Rabbia e commozione per mille persone al consolato. I cittadini: "Abbiamo sopportato troppo nel nome del politicamente corretto"

Il console francese Oliver Brochette
Il console francese Oliver Brochette

Alle 15.31 la bandiera italiana e francese, chiuse in segno di lutto da mercoledì, giorno dell'attacco terroristico alla redazione di Charlie Hebdo, vengono di nuovo srotolate. È il gesto simbolico per dire che i francesi, anche gli 8mila che risiedono a Milano (sono circa 30mila in tutto il nord Italia) sono ancora sotto choc, sgomenti e arrabbiati per le stragi dei giorni scorsi, ma la vita deve andare avanti. Un migliaio di residenti con origini Oltralpe o qui temporaneamente per lavoro si sono riuniti ieri in presidio davanti alla sede del Consolato francese di via Moscova per ricordare le vittime, nella stessa ora in cui a Parigi iniziava la marcia anti-terrorismo.

Sul palco il console generale Oliver Brochet ha scandito i 17 nomi dei connazionali uccisi. Prima di cantare con la folla la Marsigliese, l'inno nazionale eseguito con le matite alzate e i cartelli con lo slogan diventato simbolo «Je suis Charlie», ha ribadito: «Oggi manifestiamo il nostro rifiuto del razzismo e dell'antisemitismo. Sono Charlie, sono francese o no, sono ebraico, musulmano, cristiano, ateo, sono di destra, di sinistra, sono libero e voglio vivere in pace».

Sui fogli bianchi appesi ai muri e sui libro delle condoglianze anche i bimbi francesi-milanesi scrivono fieri «Je suis Charlie», tra qualche anno forse capiranno il senso. Maria, francese d'origine e da un anno a Milano, indica invece il figlio e ammette che «oggi ho paura, soprattutto per lui». La giunta Pisapia ha lanciato il bando per costruire moschee in aree pubbliche, il centrodestra chiede con fermezza di ritirarlo. Maria non è un politico ma dice: «In questo momento sarebbe meglio rallentare». Per la signora Nicole Quesnel «è arrivato il momento di reagire, abbiamo sopportato anche troppo nel nome del politically correct , ormai non fanno neanche più il presepe nelle scuole per non offendere le altre religioni.

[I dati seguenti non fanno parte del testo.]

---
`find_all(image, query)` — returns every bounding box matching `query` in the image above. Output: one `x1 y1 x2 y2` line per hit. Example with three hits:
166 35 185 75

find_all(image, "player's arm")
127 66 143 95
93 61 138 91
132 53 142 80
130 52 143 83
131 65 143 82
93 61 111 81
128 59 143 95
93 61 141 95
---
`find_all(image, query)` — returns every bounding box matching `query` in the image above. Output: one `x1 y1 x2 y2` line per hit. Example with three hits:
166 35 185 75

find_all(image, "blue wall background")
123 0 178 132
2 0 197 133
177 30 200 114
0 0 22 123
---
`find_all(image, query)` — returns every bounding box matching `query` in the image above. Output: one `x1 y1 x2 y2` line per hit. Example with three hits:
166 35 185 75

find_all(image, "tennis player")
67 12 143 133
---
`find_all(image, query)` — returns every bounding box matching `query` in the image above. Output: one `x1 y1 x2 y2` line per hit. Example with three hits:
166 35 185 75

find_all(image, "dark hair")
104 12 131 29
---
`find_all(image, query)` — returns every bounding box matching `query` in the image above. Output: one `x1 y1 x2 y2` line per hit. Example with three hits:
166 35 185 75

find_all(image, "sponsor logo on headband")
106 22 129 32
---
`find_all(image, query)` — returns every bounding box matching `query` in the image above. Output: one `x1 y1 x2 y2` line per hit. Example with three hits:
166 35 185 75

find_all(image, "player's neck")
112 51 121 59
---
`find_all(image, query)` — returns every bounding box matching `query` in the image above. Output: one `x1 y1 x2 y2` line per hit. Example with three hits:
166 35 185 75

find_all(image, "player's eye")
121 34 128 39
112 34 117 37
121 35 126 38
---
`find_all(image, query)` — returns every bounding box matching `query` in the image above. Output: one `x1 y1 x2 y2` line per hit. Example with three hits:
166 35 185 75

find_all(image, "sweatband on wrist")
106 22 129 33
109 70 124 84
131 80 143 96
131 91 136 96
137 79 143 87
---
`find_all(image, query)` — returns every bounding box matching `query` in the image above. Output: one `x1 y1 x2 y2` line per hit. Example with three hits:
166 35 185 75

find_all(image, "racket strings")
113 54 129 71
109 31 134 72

Ma gli islamici, a differenza delle altre comunità straniere, come quella peruviana o ucraina, hanno dimostrato di non volersi integrare, non ha senso cancellare i nostri simboli per non urtare la loro sensibilità». Alain G. vive da 5 anni vicino a Milano e insegna al liceo francese: anche secondo lui l'estremismo islamico si combatte «rafforzando i nostri pilastri, invece mostriamo tutta la debolezza della nostra fede e delle nostre tradizioni». Racconta di aver discusso in classe con gli allievi il giorno dopo la strage a Charlie Hebdo: «Nei loro interventi c'era rabbia, confusione. Ma devo ammettere che diversi hanno anche giustificato i terroristi, non hanno colto il senso della libertà di espressione, invece sostenevano che offendendo la religione islamica i vignettisti se la sono in qualche modo cercata, e hanno pagato con la morte».

A rappresentare il Comune è arrivato al consolato l'assessore alla Cultura, Filippo Del Corno. Presenti tra i politici le consigliere comunali del Pd Paola Bocci e Elena Buscemi, il deputato Pd Emanuele Fiano, il radicale Marco Cappato.

Hanno scritto un messaggio sul libro Cecilia Strada, a nome di Emergency , e la Comunità ebraica di Milano. Una rappresentate della comunità somala ha stretto la mano al console: «Come cittadina musulmana sono qui per dire che siamo con voi».